Les démographes estiment qu'elle remonte à 4 000 ans avant J.-C., lorsque l'Empire babylonien de Mésopotamie (à peu près l'Irak d'aujourd'hui) a effectué le premier recensement connu.
Les techniques de recensement ont beaucoup évolué depuis, mais le travail du démographe ne semble pas s'être simplifié.
Selon le Dr Kaneda, la capacité d'un pays à collecter des données plus précises, même pour des nations très développées comme les États-Unis, "se heurte à des difficultés, telles que la méfiance croissante à l'égard du gouvernement et les préoccupations concernant la protection de la vie privée".
"Chaque dollar dépensé en données génère 32 dollars"
Selon le Dr Kaneda, les organisations de collecte de données ont subi des coupes budgétaires dans les pays développés, et le coût et la complexité de la collecte de données démographiques représentent un défi encore plus grand pour les pays moins développés et les pays pauvres.
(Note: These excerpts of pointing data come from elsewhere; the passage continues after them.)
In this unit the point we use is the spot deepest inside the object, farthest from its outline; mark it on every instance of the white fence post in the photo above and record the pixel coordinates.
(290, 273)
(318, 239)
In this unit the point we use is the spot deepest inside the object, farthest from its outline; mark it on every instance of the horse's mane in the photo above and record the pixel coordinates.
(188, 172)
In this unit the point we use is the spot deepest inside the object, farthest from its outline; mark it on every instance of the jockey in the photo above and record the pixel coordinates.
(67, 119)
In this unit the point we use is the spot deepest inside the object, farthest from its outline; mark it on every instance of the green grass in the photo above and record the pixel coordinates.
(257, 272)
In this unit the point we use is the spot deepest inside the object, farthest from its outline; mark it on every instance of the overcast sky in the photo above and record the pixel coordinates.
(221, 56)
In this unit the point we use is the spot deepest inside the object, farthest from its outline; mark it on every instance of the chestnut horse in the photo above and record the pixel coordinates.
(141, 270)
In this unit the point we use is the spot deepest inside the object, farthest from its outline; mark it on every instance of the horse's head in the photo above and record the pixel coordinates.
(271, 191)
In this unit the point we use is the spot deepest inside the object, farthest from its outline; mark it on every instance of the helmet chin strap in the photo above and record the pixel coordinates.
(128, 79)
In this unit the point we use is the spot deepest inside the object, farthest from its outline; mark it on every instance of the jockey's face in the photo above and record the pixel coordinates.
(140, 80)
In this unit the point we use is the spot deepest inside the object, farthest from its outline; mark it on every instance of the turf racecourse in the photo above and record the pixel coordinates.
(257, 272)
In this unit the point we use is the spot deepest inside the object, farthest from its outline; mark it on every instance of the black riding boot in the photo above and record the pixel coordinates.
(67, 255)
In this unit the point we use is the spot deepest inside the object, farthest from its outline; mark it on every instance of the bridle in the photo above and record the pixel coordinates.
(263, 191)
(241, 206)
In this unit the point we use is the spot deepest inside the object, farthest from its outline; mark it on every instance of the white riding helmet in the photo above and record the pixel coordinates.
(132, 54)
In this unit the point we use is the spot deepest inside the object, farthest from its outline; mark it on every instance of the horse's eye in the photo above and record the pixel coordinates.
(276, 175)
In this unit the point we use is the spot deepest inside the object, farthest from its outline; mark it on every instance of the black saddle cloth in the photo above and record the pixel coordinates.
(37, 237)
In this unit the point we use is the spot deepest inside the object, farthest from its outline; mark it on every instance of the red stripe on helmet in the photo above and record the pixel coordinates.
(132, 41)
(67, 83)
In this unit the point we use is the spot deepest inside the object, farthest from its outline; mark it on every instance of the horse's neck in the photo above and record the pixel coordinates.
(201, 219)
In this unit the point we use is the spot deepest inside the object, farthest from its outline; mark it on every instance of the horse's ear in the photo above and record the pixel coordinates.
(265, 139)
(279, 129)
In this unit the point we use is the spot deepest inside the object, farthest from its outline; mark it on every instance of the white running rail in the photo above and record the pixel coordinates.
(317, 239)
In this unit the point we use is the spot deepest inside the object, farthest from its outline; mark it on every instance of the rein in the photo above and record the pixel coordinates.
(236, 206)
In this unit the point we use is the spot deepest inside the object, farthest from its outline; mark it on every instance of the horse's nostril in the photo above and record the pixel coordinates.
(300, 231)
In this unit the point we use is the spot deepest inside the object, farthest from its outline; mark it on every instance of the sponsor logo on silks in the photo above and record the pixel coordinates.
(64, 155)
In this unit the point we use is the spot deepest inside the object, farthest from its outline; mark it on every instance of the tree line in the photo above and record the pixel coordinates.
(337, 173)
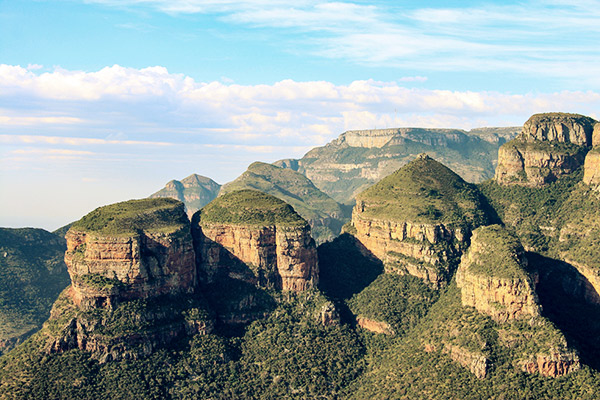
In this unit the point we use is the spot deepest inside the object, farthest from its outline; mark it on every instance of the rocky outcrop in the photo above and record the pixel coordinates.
(108, 268)
(358, 159)
(259, 240)
(375, 326)
(195, 192)
(556, 363)
(133, 278)
(559, 127)
(421, 250)
(417, 221)
(549, 146)
(280, 257)
(591, 168)
(493, 278)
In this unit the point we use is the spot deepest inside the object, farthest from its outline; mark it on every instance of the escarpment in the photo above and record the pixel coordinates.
(324, 215)
(418, 220)
(133, 278)
(549, 146)
(255, 237)
(493, 276)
Pourtant, les Nations unies affirment que "chaque dollar investi dans le renforcement des systèmes de données génère 32 dollars de bénéfices économiques".
Les Nations unies recommandent de donner la priorité à la collecte de données dans les communautés les plus vulnérables du monde : "Par exemple, les endroits où la qualité des données sur les mères adolescentes (âgées de 15 à 19 ans) est la plus médiocre sont les régions où les accouchements chez les adolescentes sont les plus fréquents".
Le dernier rapport sur les perspectives de la population mondiale est la 28e édition des estimations et projections démographiques officielles des Nations unies. Cette évaluation s'appuie sur les résultats de plus de 1 700 recensements nationaux de la population effectués entre 1950 et 2023, ainsi que sur des informations provenant des systèmes d'enregistrement de l'état civil et de 2 890 enquêtes par sondage représentatives au niveau national.
L'Institute of Health Metrics and Evaluation (IHME) de l'Université de Washington et le Centre IIASA-Wittgenstein de Vienne sont les deux autres principaux organismes qui établissent des projections démographiques mondiales.